Does the frame need a collar type clamp or does it have the clamp welded on?


----------



## fxrextreme (Mar 11, 2015)

I am still interested in the weight of the frame.is it significantly lighter than an aluminium alloy frame?
Ta


----------



## phlegm (Jul 13, 2006)

Looks like an identical magnesium frame would be 34% lighter than aluminum, which is much more that I would have guessed:
Magnesium is the lightest structural metal currently available in the world

They also mention good dampening properties which is a nice bonus.


----------



## gdunha (Sep 10, 2004)

I had two of these frame and they both cracked one at the seat tube the other at the bottom bracket. They are light but very light x-country is all I would use it for.


----------



## phlegm (Jul 13, 2006)

I think the other problem is that carbon is yet again lighter, and I suspect it is less expensive.

Hard to do an apples-to-apples, but Paketa offers this table for their MTB frames, which I assume must be XC-style hardtails:









Fairly easy to beat the 19" weight in carbon by 500g.


----------



## mountainbiker23 (Apr 20, 2015)

*2000 Lodestar Team Issue build*

First time poster here, in what is probably the most obscure thread in all of MTBR's cavernous forums.

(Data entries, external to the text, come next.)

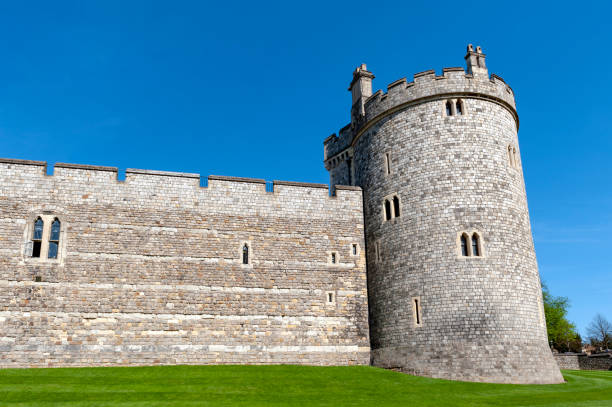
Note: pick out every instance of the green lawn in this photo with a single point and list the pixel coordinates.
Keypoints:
(283, 385)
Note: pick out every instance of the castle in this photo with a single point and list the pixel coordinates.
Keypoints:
(420, 258)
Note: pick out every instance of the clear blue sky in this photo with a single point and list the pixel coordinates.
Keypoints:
(253, 88)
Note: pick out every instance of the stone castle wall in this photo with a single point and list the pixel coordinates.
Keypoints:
(582, 361)
(481, 318)
(150, 270)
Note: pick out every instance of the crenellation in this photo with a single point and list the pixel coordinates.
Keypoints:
(418, 255)
(457, 239)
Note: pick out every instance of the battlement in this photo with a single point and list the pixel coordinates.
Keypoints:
(427, 85)
(455, 82)
(175, 184)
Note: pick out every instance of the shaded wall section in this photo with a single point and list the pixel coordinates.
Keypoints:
(150, 270)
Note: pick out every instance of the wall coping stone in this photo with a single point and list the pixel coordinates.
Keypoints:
(236, 179)
(86, 167)
(162, 173)
(23, 162)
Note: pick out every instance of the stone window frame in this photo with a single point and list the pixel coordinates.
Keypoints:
(469, 234)
(377, 252)
(453, 107)
(513, 159)
(331, 303)
(390, 198)
(417, 312)
(333, 258)
(249, 263)
(47, 216)
(387, 163)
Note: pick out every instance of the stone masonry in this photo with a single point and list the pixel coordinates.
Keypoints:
(150, 270)
(582, 361)
(156, 269)
(445, 148)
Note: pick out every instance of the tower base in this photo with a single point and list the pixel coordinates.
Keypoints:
(474, 362)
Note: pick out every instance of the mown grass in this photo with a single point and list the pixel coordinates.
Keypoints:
(282, 385)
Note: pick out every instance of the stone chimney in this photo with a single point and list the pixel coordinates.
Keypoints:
(476, 61)
(361, 89)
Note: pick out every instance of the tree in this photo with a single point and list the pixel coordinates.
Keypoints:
(600, 332)
(562, 333)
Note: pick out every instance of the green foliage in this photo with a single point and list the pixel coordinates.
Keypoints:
(600, 332)
(172, 386)
(561, 332)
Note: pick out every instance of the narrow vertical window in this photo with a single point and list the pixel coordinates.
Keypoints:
(464, 248)
(396, 206)
(417, 311)
(349, 165)
(475, 245)
(388, 163)
(387, 209)
(54, 239)
(37, 237)
(245, 254)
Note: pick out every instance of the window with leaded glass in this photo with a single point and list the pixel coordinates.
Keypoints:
(464, 247)
(387, 209)
(39, 225)
(245, 254)
(475, 245)
(396, 206)
(54, 239)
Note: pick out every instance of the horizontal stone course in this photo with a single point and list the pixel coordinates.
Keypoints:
(150, 270)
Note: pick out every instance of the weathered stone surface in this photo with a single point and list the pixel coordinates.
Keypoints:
(582, 361)
(481, 317)
(150, 270)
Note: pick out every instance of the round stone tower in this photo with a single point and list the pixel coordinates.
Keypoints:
(454, 290)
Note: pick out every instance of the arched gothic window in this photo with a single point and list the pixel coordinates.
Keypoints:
(39, 225)
(245, 254)
(54, 239)
(464, 247)
(396, 206)
(387, 209)
(475, 245)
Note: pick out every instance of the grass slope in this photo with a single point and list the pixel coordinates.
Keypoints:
(282, 385)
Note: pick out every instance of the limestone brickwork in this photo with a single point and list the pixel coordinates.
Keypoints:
(150, 270)
(582, 361)
(480, 318)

I've owned a Lodestar magnesium frame since 2000. It's my understanding that Lodestar, Litech, and Keef are all essentially (if not exactly) the same frame, just rebranded. Mine claims it was made in Hungary. There were also rumors once that these frames were made from the scrap metal of old Soviet MIG fighter jets, although that is anecdotal and probably beside the point.














I've never ridden this bike abusively - it has always been built as a semi-weight weenie - but I have put many miles on it. It climbs and burns singletrack like a dream, it currently weighs 21lbs with a heavy wheelset and cheap Shimano disc brake. My old cycling mentor warned me about the frame being fragile, however I'm a 145lb flyweight and never really worried about breaking anything.

The only major frame problem I've experienced have to do with the magnesium being incredibly SOFT - see the photo of my chainstay where there were some chain suck issues during the bike's one-week period of being stolen (also another story), which left deep gouges in the metal. The frame brake posts seem particular - some v-brakes just won't work on them, I think due to their short length. I haven't experienced any bb threading issues.


----------



## BadHabit (Jan 12, 2004)

fxrextreme said:


> I am still interested in the weight of the frame.is it significantly lighter than an aluminium alloy frame?
> Ta


17" = 2.8 lbs

Designed in America.

Tubes from the MiG factory, 94% pure Mg from seawater.

Welded in Hungary (some seat tubes broke due to shims supplied that were too short; some bikes had one of two cage mounts too low to use; finish poor).

The seat tube at the BB shell is not biovalized so is a bit flexy.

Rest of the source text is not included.